As the yen soared late in the day, Mr. Brynjolfsson became more convinced he had to act. He long argued that Japan’s heavy debt, slow economic growth and demographic challenges eventually will cripple the nation’s currency and Japanese government debt. The Bank of Japan will be even more likely to spend money and reduce the value of its currency to help the country rebound from the recent disaster, Mr. Brynjolfsson argued.
Mr. Alford, his trader, was less convinced. He was on the phone with traders in Wellington, New Zealand, trying to figure out why the yen was plunging, concluded that it likely was because it came at a time of little trading in currency markets.
“Someone could be messing around” with the market, he said. He argued that the market was in such turmoil it would be hard to short yen at the prices quoted at that moment.
Mr. Alford also told Mr. Brynjolfsson that even if he was right in the long run, other traders could be piling into the yen, some of them scrambling to exit bearish positions on the currency, making a short bet on the yen a likely losing proposition, at least in the near term.
Shorting Japanese government debt “is where hedge fund managers go to lose money,” Mr. Alford says, citing years of losses by those making this trade.
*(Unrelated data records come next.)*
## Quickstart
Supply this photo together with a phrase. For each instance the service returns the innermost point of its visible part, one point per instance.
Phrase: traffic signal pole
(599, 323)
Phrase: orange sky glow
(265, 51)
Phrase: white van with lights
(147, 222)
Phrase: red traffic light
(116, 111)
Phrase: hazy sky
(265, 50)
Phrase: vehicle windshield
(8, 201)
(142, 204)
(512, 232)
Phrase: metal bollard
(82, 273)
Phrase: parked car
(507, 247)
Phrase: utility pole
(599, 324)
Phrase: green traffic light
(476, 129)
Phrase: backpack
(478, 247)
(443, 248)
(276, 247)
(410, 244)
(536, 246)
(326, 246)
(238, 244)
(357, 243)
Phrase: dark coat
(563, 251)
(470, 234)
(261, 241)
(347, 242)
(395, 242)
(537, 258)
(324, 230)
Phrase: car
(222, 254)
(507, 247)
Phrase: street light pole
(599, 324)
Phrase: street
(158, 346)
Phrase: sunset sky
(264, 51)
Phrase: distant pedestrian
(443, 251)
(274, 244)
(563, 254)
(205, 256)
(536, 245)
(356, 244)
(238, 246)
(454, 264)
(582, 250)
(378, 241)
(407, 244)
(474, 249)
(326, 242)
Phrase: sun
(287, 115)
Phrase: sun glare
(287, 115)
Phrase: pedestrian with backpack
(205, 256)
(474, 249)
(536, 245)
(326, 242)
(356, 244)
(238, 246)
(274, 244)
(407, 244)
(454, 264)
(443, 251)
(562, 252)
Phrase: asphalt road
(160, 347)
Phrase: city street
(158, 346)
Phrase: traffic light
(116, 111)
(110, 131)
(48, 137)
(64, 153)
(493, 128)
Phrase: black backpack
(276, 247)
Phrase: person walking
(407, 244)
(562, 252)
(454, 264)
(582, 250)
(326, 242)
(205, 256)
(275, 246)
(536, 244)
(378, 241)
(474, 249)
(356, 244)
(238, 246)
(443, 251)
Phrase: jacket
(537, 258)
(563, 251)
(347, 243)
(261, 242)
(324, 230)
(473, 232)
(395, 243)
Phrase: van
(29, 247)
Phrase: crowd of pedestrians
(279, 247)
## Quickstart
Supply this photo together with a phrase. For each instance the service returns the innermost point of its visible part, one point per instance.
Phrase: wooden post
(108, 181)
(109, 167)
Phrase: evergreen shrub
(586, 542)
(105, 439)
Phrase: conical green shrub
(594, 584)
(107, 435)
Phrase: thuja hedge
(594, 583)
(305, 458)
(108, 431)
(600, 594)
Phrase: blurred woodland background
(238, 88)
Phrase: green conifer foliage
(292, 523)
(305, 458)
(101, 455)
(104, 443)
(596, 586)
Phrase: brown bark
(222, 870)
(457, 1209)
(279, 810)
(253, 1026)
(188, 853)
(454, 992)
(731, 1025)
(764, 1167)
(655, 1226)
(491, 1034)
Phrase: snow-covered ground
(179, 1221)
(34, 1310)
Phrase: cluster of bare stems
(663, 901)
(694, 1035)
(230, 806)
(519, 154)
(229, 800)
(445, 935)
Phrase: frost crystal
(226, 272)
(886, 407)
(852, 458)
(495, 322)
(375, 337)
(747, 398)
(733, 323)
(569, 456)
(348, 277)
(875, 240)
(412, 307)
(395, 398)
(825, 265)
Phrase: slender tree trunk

“I’m tempted.” Mr. Brynjolfsson says. “But Tim’s trying to protect me.”
He stepped up a recent effort to slice the firm’s positions in almost every market, from stocks to emerging market debt, preparing for even bumpier times for the market. But because he clung to his relatively upbeat outlook for the Japanese crisis, Mr. Brynjolfsson warned his team to exit bearish positions before bullish ones.
Mr. Brynjolfsson flew back to California on Wednesday night, arriving at his fund’s office before 6 a.m. He and his team continued to trim the firm’s positions, while holding onto some bullish bets. That helped yesterday, as stock markets rallied. Trying to relax from the action, Mr. Brynjolfsson walked to a Zen garden in his office complex, sitting by a koi pond, waiting to hear if the Denver investors would become a new client.
Back in New York, Mr. Nsouli also was startled by the huge move in the yen late on Wednesday. Instead of trading that currency, he decided to add short positions on the Standard & Poor’s 500. Within minutes of the yen move, he had sold $45 million of futures contracts on the S&P 500. Just a half an hour later, the position had gained 1%, and Mr. Nsouli quickly sold it, pocketing a quick $450,000.
By Thursday, his focus was again focused on the Middle East, an area he thinks will have even more impact on global markets in the weeks ahead.
“The most underestimated and overlooked issue is what’s happening today in Bahrain,” he said yesterday afternoon. Mr. Nsouli argues that there’s a 20% chance that Iran enters the situation, something that could bring the U.S. into military conflict with the nation.
Such a scenario would send oil prices surging, he says. So Mr. Nsouli has been buying up oil contracts, using any dip as a reason to buy more. That move paid off Thursday, as crude prices soared 3.5%.